George E. Southerland was born in 1842 in Ohio.
George left Ohio and came to Michigan where by 1860 he was living with and/or working for William Diets, a wealthy farmer in Essex, Clinton County. (In 1860 there was one John Sutherland living in Lansing, Ingham County.) Late that same year or perhaps in early 1861 he became a member of the Lansing company called the “Williams’ Rifles,” whose members would serve as the nucleus of Company G, and he was 19 years old and may have been living in Clinton County when he enlisted in Company G on May 10, 1861.
According to Frank Siverd of Company G, in early June of 1861 George was sick with the measles. He was, Siverd was quick to add, “well cared for. [Regimental Surgeon D. W.] Bliss leaves nothing undone that will contribute to the comfort of the sick. To prevent the disease spreading, as soon as the first symptoms appear,” Bliss had Southereland along with several others “removed to the house of a physician, some three miles from camp.”
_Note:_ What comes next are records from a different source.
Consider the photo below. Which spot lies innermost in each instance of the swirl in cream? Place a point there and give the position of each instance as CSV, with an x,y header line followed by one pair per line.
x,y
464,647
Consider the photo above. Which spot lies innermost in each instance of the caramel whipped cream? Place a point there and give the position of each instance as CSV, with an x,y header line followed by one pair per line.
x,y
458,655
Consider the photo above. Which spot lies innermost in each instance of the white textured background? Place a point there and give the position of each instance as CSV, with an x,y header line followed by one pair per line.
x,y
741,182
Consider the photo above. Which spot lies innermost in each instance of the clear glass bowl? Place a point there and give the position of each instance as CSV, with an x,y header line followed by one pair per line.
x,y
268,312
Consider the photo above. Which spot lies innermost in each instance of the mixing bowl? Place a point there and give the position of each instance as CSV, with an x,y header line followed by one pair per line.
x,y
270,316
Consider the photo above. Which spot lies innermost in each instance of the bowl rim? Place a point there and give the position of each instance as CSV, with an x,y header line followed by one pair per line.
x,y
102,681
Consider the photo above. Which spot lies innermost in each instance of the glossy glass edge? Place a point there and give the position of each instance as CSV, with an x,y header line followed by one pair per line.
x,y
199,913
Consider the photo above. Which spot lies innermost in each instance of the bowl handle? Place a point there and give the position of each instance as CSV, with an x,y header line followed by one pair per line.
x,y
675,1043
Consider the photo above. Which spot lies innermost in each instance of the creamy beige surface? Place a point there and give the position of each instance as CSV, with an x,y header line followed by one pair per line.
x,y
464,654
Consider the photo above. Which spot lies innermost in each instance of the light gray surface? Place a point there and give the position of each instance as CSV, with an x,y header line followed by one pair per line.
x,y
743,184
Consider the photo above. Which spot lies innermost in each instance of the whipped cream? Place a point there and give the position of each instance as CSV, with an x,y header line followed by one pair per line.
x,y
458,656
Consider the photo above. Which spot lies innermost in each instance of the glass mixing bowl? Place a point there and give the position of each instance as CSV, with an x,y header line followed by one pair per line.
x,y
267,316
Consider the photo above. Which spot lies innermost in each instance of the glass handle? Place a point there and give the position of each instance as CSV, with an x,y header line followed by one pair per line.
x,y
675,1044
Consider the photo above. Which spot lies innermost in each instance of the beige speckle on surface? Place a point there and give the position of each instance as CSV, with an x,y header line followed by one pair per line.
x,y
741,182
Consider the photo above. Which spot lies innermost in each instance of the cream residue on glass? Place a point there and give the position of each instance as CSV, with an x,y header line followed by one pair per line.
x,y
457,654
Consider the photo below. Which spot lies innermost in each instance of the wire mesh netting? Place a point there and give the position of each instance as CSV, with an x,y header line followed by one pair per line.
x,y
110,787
George recovered sufficiently to leave Michigan with the regiment on June 13, 1861, and allegedly deserted on July 24, 1861, at Arlington, Virginia. On August 1 Frank Siverd of Company G wrote that he was “none the less sorry for the honor of the company to state that Sutherland and [John Higgins also of Company G] have been reported to the authorities as deserters. They have not reported themselves since the battle, and yet are known to have been in the city [Washington].” A week later Siverd wrote that Southerland still could not be found, yet he was known to have reached Washington; Siverd seemed to think that Southerland had “taken care” of himself.
There is no further record, and no pension seems to be available.
On December 19, 1863, 24-year-old George Sutherland enlisted in Company M, Eleventh Michigan cavalry and was mustered in on January 6, 1864. He deserted on January 30, 1864, at Lexington, Kentucky. There is no further record.